# New Workstation [i5 2500, H67] Intel Integrated Video Query



## teneightypea (Apr 1, 2011)

I am planning on setting up a new workstation based on Intel i5 and the H67 chipset for the motherboard; likely an Intel motherboard.

Current component list is:

Motherboard:- Intel DH67CL
CPU:- Intel i5 2500
RAM:- Corsair 4GB Dual Channel (CMV4GX3M2A1333C9) (x2)
OS HDD:- Intel x25M SSD (likely 80GB)
Data HDD:- Seagate 2TB (x2)
PSU:- Undecided
Case:- Undecided

The reason I liked the H67 chipset is the integrated video feature; the chip can output HDMI & DVI-D at the same time without the need for a dedicated PCIe x16 GFX card.
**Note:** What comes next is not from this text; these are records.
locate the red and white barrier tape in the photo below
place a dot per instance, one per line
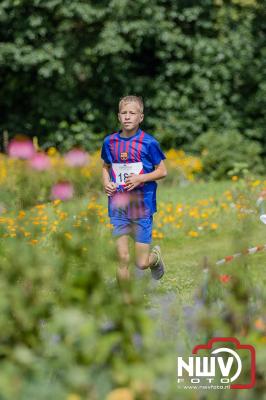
(252, 250)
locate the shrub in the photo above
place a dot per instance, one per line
(221, 151)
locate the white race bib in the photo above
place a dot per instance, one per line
(122, 171)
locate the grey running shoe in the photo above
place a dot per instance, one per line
(157, 270)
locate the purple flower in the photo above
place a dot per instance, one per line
(76, 158)
(62, 190)
(21, 147)
(40, 162)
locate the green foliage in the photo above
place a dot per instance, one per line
(198, 65)
(222, 152)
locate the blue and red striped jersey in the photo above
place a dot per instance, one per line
(139, 153)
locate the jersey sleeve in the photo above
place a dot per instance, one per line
(156, 153)
(105, 153)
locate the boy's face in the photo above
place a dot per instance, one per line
(130, 116)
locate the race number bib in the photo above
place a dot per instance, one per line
(122, 171)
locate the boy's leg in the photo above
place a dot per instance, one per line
(122, 273)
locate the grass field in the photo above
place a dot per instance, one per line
(66, 267)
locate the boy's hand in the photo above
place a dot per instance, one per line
(110, 188)
(133, 181)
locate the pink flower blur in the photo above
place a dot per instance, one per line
(62, 190)
(21, 147)
(121, 200)
(40, 162)
(76, 158)
(224, 278)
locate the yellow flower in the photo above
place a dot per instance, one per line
(193, 234)
(21, 214)
(120, 394)
(73, 396)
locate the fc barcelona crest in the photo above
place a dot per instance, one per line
(124, 156)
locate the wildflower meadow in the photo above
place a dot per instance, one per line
(66, 331)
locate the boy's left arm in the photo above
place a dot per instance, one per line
(135, 180)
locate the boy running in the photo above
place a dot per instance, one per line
(133, 161)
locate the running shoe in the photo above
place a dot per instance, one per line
(157, 270)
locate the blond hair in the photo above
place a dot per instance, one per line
(130, 99)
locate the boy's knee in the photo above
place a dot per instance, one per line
(122, 274)
(124, 257)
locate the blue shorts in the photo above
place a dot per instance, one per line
(140, 229)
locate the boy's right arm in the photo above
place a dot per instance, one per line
(108, 185)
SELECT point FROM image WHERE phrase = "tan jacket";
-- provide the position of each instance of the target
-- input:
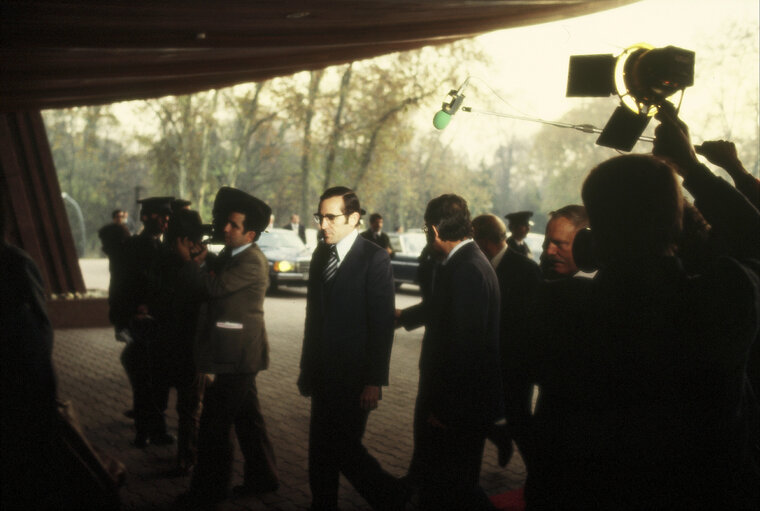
(232, 338)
The work I am planning to do is not going to require any 3D or heavy performance which is why I'd like to stick to the integrated graphics.
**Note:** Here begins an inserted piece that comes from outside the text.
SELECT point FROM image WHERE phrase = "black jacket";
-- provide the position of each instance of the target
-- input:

My question is regarding any success or problems you have had with the new Intel integrated graphic chips. Have you been able to output to two monitors (both 1920x1080) successfully?
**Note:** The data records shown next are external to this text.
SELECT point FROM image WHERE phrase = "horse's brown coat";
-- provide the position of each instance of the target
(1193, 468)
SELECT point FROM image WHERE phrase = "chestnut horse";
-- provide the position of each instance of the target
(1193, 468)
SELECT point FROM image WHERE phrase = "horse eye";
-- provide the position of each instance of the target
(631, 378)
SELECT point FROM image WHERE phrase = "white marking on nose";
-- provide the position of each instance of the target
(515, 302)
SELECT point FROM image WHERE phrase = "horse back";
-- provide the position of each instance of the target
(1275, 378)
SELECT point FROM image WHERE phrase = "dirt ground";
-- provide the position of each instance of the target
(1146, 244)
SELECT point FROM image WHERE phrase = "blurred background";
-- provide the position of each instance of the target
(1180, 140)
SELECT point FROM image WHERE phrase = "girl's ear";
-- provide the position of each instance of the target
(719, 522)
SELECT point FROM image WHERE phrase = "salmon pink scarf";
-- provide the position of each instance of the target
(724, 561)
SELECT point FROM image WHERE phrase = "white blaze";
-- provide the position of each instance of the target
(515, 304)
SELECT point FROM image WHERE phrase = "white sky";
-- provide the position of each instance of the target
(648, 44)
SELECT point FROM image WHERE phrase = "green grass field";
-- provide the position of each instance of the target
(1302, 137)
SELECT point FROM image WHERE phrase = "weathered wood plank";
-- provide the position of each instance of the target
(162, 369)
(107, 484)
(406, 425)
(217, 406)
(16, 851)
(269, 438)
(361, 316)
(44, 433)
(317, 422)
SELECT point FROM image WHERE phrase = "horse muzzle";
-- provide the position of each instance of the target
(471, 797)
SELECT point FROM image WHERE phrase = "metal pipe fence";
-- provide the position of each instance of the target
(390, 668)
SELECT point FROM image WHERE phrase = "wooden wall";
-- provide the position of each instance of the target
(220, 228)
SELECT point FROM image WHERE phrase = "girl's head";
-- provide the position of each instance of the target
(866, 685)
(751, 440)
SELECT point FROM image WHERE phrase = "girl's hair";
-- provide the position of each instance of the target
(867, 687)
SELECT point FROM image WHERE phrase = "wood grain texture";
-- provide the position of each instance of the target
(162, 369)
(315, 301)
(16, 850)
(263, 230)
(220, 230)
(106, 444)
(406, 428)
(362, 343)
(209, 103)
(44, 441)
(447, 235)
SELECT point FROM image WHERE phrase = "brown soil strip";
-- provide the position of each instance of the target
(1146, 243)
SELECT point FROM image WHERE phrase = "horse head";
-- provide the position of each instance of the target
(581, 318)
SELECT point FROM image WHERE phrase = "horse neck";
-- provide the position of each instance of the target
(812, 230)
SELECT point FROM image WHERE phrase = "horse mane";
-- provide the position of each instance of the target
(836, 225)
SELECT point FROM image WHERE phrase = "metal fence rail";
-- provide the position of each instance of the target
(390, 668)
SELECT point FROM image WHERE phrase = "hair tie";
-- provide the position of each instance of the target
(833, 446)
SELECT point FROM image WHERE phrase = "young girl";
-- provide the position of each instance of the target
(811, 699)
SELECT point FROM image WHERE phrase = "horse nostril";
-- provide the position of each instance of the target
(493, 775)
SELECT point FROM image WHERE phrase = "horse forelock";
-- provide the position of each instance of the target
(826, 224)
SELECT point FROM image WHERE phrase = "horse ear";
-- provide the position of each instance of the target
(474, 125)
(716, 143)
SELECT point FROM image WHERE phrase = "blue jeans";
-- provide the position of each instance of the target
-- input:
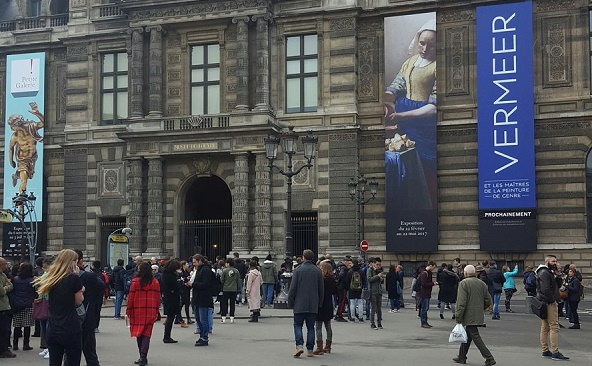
(299, 320)
(202, 317)
(424, 304)
(239, 294)
(496, 298)
(268, 292)
(118, 302)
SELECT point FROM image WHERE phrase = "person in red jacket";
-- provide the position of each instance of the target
(142, 309)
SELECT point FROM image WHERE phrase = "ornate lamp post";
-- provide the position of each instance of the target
(118, 245)
(357, 191)
(290, 140)
(25, 206)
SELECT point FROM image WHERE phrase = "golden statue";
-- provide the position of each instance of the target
(23, 144)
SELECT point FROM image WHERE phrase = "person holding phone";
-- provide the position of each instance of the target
(62, 284)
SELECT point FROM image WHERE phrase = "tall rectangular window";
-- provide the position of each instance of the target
(205, 79)
(114, 88)
(301, 74)
(35, 8)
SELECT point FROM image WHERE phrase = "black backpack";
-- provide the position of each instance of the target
(216, 285)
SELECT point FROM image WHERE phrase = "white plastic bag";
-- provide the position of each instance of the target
(458, 334)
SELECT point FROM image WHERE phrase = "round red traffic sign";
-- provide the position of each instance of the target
(364, 245)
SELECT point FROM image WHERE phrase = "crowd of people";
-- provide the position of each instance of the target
(319, 292)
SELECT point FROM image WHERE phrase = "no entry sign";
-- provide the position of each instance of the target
(364, 245)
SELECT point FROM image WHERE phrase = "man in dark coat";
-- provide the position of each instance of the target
(472, 299)
(202, 295)
(495, 283)
(425, 293)
(93, 296)
(118, 272)
(548, 293)
(305, 296)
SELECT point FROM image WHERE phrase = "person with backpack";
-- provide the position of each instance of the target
(203, 286)
(375, 281)
(253, 291)
(529, 281)
(509, 285)
(230, 281)
(425, 292)
(355, 283)
(341, 278)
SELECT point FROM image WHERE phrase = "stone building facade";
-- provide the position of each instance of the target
(140, 169)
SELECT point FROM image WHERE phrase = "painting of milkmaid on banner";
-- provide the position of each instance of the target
(410, 101)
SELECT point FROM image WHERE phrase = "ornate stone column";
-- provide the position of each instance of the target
(134, 199)
(240, 204)
(242, 63)
(156, 245)
(155, 71)
(262, 83)
(137, 79)
(262, 204)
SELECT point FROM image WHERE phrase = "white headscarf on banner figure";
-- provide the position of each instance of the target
(413, 46)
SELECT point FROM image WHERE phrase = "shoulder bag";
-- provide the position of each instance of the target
(41, 309)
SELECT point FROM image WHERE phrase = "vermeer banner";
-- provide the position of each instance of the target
(507, 201)
(410, 129)
(23, 141)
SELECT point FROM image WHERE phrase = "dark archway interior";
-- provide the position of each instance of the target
(208, 198)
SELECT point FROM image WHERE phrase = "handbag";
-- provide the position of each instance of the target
(81, 312)
(458, 334)
(41, 309)
(539, 308)
(365, 294)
I have had a snoop around (before registering this account) and noticed a few issues with Intel integrated video support especially regarding GEM, KMS, DRI. I did see this also: http://forums.freebsd.org/showthread.php?t=21852 but think it will be a while before things are usable.

Am I best to stick with Linux until driver support catches up? I am fairly keen to stay away from purchasing another GFX card.

*To Moderators* I did notice this thread: http://forums.freebsd.org/showthread.php?p=129631 but didn't want to hijack. Please move mine into his if it is too similar.


----------